For practitioners advancing research credit claims, a recent Finance Court case is worrying as more has been said than was necessary to deny the taxpayer’s claim. The commissioner can use the dictation in the opinion to ban other taxpayers’ research credit claims.
In order to receive federal tax credits for research activities, a taxpayer must prove that he has carried out “qualified research”. Research is qualified if it passes a four-part test. In Part 1, the taxpayer has to prove that the proposed product design is technologically uncertain at the beginning of the research project. In the second part, the taxpayer is asked to prove that he has carried out his research activities for the purpose of discovering technological information in order to remove the technological uncertainties. Part three asks the taxpayer if they would like to use technological information they discover to develop or improve product design. In Part 4, the taxpayer must demonstrate that “essentially all” research activities are elements of an experimental process for certain technological purposes that relate to the function, performance, reliability or quality of the product.
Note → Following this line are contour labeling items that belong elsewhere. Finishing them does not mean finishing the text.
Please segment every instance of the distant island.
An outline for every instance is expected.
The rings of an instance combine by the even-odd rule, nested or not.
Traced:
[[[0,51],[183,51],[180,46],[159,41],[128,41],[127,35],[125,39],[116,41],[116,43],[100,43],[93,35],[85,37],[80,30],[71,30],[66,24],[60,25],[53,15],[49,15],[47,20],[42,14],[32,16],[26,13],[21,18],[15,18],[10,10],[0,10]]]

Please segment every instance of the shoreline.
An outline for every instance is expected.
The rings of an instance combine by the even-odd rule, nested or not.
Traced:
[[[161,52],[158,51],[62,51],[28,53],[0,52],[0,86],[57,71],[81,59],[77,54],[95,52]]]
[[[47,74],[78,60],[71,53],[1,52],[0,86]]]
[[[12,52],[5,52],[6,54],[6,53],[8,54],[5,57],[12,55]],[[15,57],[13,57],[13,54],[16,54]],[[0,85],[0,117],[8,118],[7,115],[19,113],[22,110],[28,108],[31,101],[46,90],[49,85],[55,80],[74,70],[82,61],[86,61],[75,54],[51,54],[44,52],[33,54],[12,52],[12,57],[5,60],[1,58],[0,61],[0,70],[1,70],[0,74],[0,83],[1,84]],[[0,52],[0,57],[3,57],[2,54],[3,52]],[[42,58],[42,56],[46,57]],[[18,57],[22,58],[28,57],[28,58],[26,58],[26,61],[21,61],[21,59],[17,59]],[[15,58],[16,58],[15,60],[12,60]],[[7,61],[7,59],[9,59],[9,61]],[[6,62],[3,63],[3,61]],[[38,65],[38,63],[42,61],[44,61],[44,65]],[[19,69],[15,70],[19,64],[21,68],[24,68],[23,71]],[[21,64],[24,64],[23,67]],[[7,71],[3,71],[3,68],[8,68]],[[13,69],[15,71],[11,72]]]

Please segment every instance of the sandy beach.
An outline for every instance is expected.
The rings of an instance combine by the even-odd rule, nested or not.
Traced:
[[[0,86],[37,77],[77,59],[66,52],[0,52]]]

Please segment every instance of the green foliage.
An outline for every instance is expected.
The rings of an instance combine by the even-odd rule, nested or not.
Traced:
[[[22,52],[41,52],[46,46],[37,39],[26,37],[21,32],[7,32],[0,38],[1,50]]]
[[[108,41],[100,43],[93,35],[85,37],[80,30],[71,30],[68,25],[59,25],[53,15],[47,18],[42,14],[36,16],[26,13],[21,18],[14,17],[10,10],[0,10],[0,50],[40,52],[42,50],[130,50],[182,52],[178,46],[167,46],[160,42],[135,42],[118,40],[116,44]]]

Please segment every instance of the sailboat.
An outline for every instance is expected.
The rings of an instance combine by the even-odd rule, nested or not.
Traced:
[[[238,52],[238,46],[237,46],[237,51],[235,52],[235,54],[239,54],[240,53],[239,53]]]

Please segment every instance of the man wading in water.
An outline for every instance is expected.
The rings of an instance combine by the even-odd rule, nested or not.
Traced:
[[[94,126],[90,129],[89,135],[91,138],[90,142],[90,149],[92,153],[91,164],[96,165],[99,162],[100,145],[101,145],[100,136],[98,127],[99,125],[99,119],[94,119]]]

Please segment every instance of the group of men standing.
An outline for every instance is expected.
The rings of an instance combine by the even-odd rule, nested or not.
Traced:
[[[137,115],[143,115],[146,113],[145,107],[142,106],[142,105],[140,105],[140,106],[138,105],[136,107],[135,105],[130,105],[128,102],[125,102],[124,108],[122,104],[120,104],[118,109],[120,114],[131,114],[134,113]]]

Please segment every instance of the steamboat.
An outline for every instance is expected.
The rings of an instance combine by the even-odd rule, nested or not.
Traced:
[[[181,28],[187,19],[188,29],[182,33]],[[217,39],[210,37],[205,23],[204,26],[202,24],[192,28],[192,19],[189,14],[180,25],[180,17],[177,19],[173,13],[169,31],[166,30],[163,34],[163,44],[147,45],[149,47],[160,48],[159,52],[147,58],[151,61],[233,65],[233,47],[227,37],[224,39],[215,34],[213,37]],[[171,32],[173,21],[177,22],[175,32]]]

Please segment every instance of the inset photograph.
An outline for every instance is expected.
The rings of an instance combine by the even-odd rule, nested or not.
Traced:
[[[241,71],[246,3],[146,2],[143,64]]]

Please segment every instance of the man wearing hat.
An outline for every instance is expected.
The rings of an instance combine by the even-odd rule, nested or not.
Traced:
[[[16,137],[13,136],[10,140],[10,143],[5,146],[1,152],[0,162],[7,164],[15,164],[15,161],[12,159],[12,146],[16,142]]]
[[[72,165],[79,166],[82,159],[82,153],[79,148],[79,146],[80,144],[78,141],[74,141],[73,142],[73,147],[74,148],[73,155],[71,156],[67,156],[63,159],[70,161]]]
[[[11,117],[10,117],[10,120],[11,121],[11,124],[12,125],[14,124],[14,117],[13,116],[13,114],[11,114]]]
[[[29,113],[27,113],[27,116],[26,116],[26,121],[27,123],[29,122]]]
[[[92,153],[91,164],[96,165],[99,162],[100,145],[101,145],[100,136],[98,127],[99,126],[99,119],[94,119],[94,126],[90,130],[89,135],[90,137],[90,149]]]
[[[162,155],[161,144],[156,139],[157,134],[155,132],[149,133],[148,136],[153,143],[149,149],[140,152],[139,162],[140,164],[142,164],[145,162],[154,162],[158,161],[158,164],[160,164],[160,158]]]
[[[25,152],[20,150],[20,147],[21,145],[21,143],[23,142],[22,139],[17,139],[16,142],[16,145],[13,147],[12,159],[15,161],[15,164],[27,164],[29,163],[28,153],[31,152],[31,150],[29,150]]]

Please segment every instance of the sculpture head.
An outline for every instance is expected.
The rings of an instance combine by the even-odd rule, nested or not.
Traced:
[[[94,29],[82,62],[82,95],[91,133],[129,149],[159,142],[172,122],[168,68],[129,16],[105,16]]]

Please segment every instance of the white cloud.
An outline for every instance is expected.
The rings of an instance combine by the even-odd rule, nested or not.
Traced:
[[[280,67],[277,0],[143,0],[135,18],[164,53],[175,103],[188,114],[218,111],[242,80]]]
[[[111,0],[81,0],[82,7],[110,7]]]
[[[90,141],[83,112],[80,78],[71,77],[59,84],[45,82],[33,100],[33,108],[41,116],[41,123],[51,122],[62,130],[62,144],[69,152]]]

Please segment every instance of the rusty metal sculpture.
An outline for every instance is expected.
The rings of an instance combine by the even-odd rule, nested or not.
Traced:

IRC §41 (d)) (1).
Leon Max, Inc., a suburban company, designs and sells women’s apparel for which it has applied for federal research tax credits. The taxpayer, the member of Leon Max, Inc., carefully considered all of the evidence needed to maintain a research loan claim. However, the tax court was not convinced that the taxpayer qualified for the loans. TC memo. 2021-37 (March 29, 2021). The opinion begins with a comment that “[b]Starting with hand-drawn sketches and using knowledge that is common to people in their field, designers, modelers, and pattern makers take great care to turn the sketches into clothes that people want to buy. “The use of ‘common knowledge’ is not a basis for scientists and engineers to use their common knowledge – their expertise and training – to conduct research. Eligibility for credit does not require scientists and engineers to expand common knowledge. A Reference to “common knowledge” enlivens a dispute that was settled long ago and is best left unsaid. Treas. Reg. §1-41-4 (a) ((3) (ii).
The court continued, “Designers, modelers, and pattern-makers often knew what threads were working with the fabric, but they tested thread thickness, needle size, and sewing machine adjustments through trial and error for garments with visible seams.” The sentence appears to disaggregate the design uncertainty by stating that the thread category to use was known, but not the thickness of the thread to be used. Construction uncertainty doesn’t work that way. The question is whether the information available to the taxpayer does not establish the ability or method to develop or improve the product or the appropriate design of the product. Sweetheart. Reg. §1.174-2 ((a) (1). If the thread thickness was unknown, the taxpayer was unsure.
In the court’s discussion of the need to provide evidence of “uncertainty”, a case from 1966 was cited for the suggestion that the costs incurred must be “investigative”. The court would have done better if it had relied on the language of the treasure. Reg. §1.174-2, which was passed in 1994, rather than the language of a 1966 opinion. “Investigative” and “Investigate” do not appear in Treas. Reg. §1.174-2. In addition, the court found that the investigative activities should be used to “develop” the concept of a model. But the sentence in Treas. Reg. §1.174-2, in which the term “develop” is used, also speaks of the “appropriate design” of the product, which is what Leon Max is about. At this point in the statement, the inclusion and discussion of an “appropriate design” would also have been appropriate.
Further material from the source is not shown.